Beyond Next-Token Prediction: A Performance Characterization of Diffusion versus Autoregressive Language Models
- URL: http://arxiv.org/abs/2510.04146v1
- Date: Sun, 05 Oct 2025 10:50:52 GMT
- Title: Beyond Next-Token Prediction: A Performance Characterization of Diffusion versus Autoregressive Language Models
- Authors: Minseo Kim, Coleman Hooper, Aditya Tomar, Chenfeng Xu, Mehrdad Farajtabar, Michael W. Mahoney, Kurt Keutzer, Amir Gholami,
- Abstract summary: Large Language Models (LLMs) have achieved state-of-the-art performance on a broad range of Natural Language Processing (NLP) tasks.<n>Recently, Diffusion Language Models (DLMs) have emerged as a promising alternative architecture.
- Score: 82.87985794856803
- License: http://creativecommons.org/licenses/by/4.0/
- Abstract: Large Language Models (LLMs) have achieved state-of-the-art performance on a broad range of Natural Language Processing (NLP) tasks, including document processing and coding.

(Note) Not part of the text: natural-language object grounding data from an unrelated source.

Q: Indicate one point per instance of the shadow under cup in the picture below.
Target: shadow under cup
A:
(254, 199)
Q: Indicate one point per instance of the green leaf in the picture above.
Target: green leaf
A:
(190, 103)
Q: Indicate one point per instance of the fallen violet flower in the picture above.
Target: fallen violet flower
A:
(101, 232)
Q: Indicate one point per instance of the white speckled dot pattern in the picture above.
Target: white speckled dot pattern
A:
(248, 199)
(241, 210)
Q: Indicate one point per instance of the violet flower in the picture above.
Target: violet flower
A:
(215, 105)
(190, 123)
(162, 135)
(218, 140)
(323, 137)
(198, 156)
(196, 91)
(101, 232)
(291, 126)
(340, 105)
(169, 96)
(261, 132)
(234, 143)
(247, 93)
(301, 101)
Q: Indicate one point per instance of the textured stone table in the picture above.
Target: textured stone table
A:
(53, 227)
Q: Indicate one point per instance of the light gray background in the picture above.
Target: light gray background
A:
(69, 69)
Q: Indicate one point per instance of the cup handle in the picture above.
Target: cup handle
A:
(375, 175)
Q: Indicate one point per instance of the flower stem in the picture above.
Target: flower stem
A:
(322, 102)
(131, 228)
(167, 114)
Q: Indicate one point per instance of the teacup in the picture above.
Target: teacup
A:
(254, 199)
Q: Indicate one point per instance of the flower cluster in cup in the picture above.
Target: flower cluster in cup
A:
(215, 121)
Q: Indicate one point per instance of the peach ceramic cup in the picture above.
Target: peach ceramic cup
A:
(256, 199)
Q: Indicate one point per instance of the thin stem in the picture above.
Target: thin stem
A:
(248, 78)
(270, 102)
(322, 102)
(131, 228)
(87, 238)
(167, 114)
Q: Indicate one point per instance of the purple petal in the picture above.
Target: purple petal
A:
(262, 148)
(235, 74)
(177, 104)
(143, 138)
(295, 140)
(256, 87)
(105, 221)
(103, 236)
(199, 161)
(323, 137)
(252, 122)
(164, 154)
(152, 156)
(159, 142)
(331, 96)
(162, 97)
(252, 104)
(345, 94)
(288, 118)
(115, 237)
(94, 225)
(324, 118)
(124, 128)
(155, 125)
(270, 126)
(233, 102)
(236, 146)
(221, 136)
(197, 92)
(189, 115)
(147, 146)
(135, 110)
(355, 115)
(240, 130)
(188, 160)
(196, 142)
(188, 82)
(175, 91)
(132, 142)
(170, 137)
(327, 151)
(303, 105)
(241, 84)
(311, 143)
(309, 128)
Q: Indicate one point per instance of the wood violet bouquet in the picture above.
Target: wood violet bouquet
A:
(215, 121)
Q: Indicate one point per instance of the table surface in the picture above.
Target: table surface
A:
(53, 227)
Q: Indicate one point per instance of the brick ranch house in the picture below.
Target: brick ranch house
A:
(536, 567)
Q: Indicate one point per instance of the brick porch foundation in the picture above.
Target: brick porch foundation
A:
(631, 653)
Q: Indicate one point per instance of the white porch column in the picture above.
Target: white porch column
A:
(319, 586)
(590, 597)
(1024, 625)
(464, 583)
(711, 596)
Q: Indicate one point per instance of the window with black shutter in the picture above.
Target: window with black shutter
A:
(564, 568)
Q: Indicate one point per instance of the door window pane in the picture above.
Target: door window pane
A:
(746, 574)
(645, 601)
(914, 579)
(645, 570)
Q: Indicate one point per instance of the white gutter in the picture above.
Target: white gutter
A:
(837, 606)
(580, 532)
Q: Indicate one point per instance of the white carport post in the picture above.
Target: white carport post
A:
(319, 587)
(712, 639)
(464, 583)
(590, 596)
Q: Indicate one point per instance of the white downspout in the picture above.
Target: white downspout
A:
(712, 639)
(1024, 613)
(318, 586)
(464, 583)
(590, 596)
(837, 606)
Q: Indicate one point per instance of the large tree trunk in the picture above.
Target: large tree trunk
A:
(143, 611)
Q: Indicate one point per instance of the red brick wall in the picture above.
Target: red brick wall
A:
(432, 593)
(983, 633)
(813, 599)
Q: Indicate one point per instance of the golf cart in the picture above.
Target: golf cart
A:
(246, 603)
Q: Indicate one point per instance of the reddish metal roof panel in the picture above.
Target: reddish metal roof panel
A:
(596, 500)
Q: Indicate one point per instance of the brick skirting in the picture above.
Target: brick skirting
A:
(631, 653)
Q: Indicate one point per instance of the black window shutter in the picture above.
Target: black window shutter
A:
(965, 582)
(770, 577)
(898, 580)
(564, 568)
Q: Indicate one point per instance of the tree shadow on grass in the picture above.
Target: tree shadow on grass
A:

Autoregressive Language Models (ARMs), which generate tokens sequentially conditioned on all previous tokens, have been the predominant paradigm for LLMs. However, while these networks have achieved high accuracy across a range of downstream tasks, they exhibit low arithmetic intensity due to the inherent sequential dependency with next-token prediction. Recently, Diffusion Language Models (DLMs) have emerged as a promising alternative architecture. DLMs generate output text in parallel, breaking the limitations of sequential dependency. However, the performance implications of DLMs relative to commonly deployed ARMs are not fully understood. In this work, we present a comprehensive performance study analyzing the performance characteristics of ARMs and DLMs, using both theoretical analysis and profiling data to characterize the trade-offs between these approaches. We illustrate that although DLMs exhibit higher arithmetic intensity compared to ARMs because of their capability to utilize parallelism across sequence lengths, they fail to scale effectively to longer contexts. We then explore DLMs with block-wise decoding, outlining how this approach allows for increased arithmetic intensity, while still scaling well to long contexts (similar to ARMs). We also show interesting trade-offs for batched inference, where we find that ARMs exhibit superior throughput, as they benefit more from parallelism across sequences in the batch. Finally, we highlight opportunities for accelerating DLM inference, and, in particular, highlight the importance of reducing the number of sampling steps for allowing open-source DLMs to provide improved latency relative to ARMs.